En d’autres termes, on pourrait absoudre qui ne pèche que peu de temps. À ceci près qu’en période de tension sur la situation financière des États, de tels comportements peuvent être déstabilisateurs…

Second cas de figure cité dans l’article : « le détenteur d’un CDS nu peut préférer que l’emprunteur fasse défaut. Cet argument tient si le détenteur de CDS nu est en position de rendre plus probable le défaut de l’emprunteur. Étant donné que, comme nous venons de le voir, le spéculateur sur CDS n’est vraisemblablement pas en mesure d’influencer notablement le niveau de dépenses ou d’épargne d’un État, l’argument de l’absence d’intérêt à assurer ne me convainc guère. »

C’est, pour ma part, cette dernière phrase qui ne me convainc guère : j’en veux pour preuve l’enchaînement observé dans l’affaire Dexia. Un vendredi, j’avais reçu le président de la banque, qui m’avait assuré que la situation était sous contrôle ; cependant, le soir même, l’un de mes collaborateurs me faisait part de sa préoccupation. Une réunion fut donc organisée le lendemain, au cours de laquelle les dirigeants de Dexia nous confirmèrent ne disposer de liquidités que pour trois mois. Un conseil d’administration est donc organisé le dimanche soir, par téléphone ; le délai est ramené à trois semaines. Nous décidons, dans ces conditions, de nous revoir le lundi soir. Or, le lundi matin, Le Figaro annonce qu’un conseil d’administration de Dexia s’est tenu la veille au soir. Cette information ne laisse pas d’alerter les marchés : durant la journée de lundi, les spéculateurs vendent de nombreux titres à découvert, faisant chuter le cours de l’action ; à telle enseigne qu’à dix-huit heures, le délai n’était plus que de trois heures. Le gouverneur de la Banque de France nous avait d’ailleurs appelés une heure auparavant pour nous informer que Dexia ne passerait pas la nuit.
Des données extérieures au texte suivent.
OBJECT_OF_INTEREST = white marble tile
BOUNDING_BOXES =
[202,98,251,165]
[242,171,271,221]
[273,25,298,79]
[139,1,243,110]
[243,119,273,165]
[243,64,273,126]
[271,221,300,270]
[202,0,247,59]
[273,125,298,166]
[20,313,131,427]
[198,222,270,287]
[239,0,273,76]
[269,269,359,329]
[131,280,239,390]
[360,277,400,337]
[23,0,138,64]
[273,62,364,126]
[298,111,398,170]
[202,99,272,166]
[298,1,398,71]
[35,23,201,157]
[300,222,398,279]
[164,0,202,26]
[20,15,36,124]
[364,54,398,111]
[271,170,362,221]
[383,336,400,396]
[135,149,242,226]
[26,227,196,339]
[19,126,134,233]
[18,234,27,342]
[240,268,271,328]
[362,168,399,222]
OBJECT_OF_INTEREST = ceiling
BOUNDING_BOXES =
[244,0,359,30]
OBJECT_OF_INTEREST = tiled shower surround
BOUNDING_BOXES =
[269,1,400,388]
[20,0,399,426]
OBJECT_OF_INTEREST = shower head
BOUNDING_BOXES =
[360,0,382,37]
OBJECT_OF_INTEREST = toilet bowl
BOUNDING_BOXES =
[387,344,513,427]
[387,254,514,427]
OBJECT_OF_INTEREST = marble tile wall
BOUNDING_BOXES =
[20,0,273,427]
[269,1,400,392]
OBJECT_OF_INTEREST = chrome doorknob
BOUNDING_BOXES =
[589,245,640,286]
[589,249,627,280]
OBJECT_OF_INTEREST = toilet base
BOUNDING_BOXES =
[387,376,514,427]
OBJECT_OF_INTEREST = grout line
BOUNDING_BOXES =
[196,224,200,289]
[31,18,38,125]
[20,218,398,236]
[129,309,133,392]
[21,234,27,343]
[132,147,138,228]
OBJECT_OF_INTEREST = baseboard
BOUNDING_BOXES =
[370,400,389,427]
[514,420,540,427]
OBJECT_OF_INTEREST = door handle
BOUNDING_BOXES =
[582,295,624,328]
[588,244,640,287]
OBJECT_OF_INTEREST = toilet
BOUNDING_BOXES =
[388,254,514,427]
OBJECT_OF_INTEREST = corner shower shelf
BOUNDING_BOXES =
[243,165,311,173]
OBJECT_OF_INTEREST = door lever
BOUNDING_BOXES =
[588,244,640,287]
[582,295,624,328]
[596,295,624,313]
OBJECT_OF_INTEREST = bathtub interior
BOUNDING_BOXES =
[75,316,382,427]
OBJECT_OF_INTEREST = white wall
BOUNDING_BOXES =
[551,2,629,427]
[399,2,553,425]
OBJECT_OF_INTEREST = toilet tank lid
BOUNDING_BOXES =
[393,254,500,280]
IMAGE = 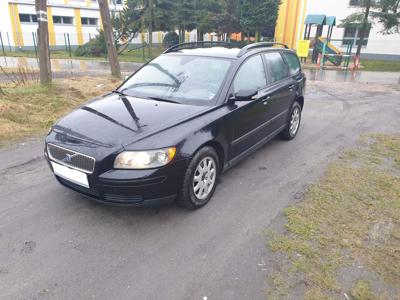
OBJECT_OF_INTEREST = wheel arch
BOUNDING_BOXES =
[195,140,225,172]
[296,96,304,110]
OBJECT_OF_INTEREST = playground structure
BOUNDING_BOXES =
[304,15,353,69]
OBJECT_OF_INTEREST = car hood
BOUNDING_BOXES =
[53,94,207,147]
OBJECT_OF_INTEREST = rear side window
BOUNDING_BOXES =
[233,55,267,93]
[283,52,300,75]
[264,52,288,83]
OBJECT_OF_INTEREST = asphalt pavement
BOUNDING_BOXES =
[0,82,400,300]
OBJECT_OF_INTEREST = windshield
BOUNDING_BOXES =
[119,55,231,105]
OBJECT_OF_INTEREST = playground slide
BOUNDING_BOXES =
[316,37,343,66]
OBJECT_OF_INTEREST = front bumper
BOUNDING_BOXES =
[45,151,187,206]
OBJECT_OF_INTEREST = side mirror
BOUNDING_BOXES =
[234,90,258,101]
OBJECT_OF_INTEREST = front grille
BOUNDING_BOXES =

La recapitalisation de 6 milliards, décidée dans la nuit de lundi à mardi, s’est révélée un peu excessive par rapport aux besoins de solvabilité de Dexia, dont le problème était avant tout un problème de liquidité. Reste que les possesseurs de CDS de Dexia, et ceux qui ont spéculé sur son titre, ont gagné des sommes considérables à l’occasion de cette manipulation de l’opinion des marchés.

Ce qui vaut pour Dexia pourrait valoir, un jour ou l’autre, pour les États ; c’est ce qui conduit l’universitaire américain à conclure : « En tout état de cause, la meilleure façon de traiter l’instabilité financière générée par une prise de risque excessive sur le marché des dérivés consiste à relever les obligations de collatéraux, les exigences de fonds propres pour les établissements d’importance systémique et le recours à la compensation centrale, comme l’analysent Duffie, Li et Lubke (2010). Ces réformes des marchés de gré à gré, et d’autres réformes en préparation, amélioreront la sécurité et la solidité de ces marchés. Des bases de données donneront finalement au régulateur la possibilité de contrôler les éventuels manipulateurs de ces marchés, ou de prendre des positions dont les risques sont trop importants par rapport aux fonds propres qui les soutiennent. […] Une réglementation qui limiterait fortement la spéculation sur les marchés des CDS pourrait avoir pour effet secondaire d’assécher la liquidité du marché […]. »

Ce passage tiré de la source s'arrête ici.